Bromeliads like this Vriesea gigantea are wintering outdoors in this frostless garden. Maybe this bizarro winter I should knock wood and say this historically frostless garden.
This fast-growing vriesea from southeastern Brazil is temporarily kept in a small pot to tuck into larger pots, but its future massive size will require other arrangements. Bromeliads are relatively new to me. Some are grown more for their fantastic plasticine foliage, others for an incredible inflorescence in shapes and colors that bring to mind the plumage of tropical birds. I currently have maybe five, chosen more for foliage, always trying to find them in small sizes since they fetch exorbitant prices when large. They are much more “other” to me than succulents, utterly strange and mysterious, but apart from requiring shade are just as easy on the maintenance schedule, and just as dangerously collectible.

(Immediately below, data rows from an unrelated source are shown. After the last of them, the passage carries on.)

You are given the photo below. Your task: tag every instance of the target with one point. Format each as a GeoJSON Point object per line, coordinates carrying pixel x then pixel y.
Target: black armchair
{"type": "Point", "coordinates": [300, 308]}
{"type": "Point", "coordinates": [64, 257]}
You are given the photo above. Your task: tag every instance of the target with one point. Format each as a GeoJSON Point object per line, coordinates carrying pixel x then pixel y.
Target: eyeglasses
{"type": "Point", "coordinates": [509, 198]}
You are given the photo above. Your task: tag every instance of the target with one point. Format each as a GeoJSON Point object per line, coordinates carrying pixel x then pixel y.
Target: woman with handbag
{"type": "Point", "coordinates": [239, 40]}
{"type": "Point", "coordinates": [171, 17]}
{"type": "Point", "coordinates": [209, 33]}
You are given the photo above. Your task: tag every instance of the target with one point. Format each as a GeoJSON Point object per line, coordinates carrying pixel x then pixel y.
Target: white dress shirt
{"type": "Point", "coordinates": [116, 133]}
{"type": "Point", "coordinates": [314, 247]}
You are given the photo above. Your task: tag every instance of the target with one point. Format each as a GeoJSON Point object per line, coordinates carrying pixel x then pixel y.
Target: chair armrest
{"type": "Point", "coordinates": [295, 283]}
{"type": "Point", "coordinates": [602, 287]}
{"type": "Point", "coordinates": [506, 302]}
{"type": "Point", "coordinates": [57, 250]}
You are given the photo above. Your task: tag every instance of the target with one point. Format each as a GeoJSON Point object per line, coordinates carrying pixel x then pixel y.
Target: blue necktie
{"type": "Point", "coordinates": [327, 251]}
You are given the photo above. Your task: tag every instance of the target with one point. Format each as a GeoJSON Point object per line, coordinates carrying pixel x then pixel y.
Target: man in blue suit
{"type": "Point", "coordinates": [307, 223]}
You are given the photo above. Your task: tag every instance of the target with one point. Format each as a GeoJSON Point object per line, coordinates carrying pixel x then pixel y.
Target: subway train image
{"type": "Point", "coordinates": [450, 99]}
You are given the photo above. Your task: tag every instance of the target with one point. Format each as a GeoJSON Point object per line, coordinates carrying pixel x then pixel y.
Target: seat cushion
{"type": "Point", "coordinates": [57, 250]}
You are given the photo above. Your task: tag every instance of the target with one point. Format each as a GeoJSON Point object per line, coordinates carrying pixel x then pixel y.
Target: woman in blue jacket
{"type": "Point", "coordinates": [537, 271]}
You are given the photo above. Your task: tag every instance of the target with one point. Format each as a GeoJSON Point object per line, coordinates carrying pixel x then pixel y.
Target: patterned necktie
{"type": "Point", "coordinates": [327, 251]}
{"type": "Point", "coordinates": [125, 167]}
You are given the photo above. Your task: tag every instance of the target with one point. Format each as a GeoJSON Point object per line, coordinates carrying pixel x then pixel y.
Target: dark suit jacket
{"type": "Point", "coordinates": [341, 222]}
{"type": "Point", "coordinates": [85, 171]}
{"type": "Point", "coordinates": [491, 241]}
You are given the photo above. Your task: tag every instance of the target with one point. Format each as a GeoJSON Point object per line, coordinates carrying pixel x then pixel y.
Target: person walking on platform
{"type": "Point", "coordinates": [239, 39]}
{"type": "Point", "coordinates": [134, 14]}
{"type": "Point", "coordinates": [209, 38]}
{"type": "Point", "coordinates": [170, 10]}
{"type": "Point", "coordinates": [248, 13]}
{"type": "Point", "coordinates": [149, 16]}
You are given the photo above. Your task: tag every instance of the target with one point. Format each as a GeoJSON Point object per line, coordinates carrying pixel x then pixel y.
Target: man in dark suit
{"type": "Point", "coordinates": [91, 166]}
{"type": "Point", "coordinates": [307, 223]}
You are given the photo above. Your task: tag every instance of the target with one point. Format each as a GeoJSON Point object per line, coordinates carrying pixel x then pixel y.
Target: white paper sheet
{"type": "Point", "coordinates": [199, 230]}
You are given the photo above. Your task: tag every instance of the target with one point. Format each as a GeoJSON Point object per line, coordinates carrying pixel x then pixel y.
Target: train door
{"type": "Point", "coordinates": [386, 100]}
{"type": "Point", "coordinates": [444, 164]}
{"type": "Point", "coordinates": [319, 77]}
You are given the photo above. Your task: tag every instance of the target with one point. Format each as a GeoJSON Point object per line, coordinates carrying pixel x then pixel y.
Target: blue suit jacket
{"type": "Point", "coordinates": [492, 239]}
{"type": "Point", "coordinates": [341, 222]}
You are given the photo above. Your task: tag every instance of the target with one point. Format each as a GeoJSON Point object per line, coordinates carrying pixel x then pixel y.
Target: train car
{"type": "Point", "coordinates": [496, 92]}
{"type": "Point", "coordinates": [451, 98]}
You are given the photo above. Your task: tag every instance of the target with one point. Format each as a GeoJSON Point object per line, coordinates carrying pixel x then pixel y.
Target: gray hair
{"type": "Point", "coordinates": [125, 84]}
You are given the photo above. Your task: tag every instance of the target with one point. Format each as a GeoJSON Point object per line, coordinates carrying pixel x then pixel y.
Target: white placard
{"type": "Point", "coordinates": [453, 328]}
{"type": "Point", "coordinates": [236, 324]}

Most bromeliads are epiphytic, and soil is really only necessary for stabilizing the plant. Soggy roots are to be avoided. The central cup of leaves is kept filled with fresh water. Incredibly easy glamour. The soft light of winter is rarely too harsh for these shade lovers, and I can play with them quite a bit, planting them in the ground among grasses, full sun/overcast skies, for several months, then repotting them again as spring nears. I carelessly left a neoregelia and aechmea in the ground during the rainy month of December, a cavalier attitude that could have had disastrous consequences, but they’re fine.
On a reasonably warm February day in the 70’s, setting this vriesea into the larger container with aeoniums and coprosma conjures an instant scene from summer. Those old cordyline leaves don’t look very summery, but the bromeliad does enjoy the increased humidity from the surrounding plants. One look at my hands would tell you how dry it’s been.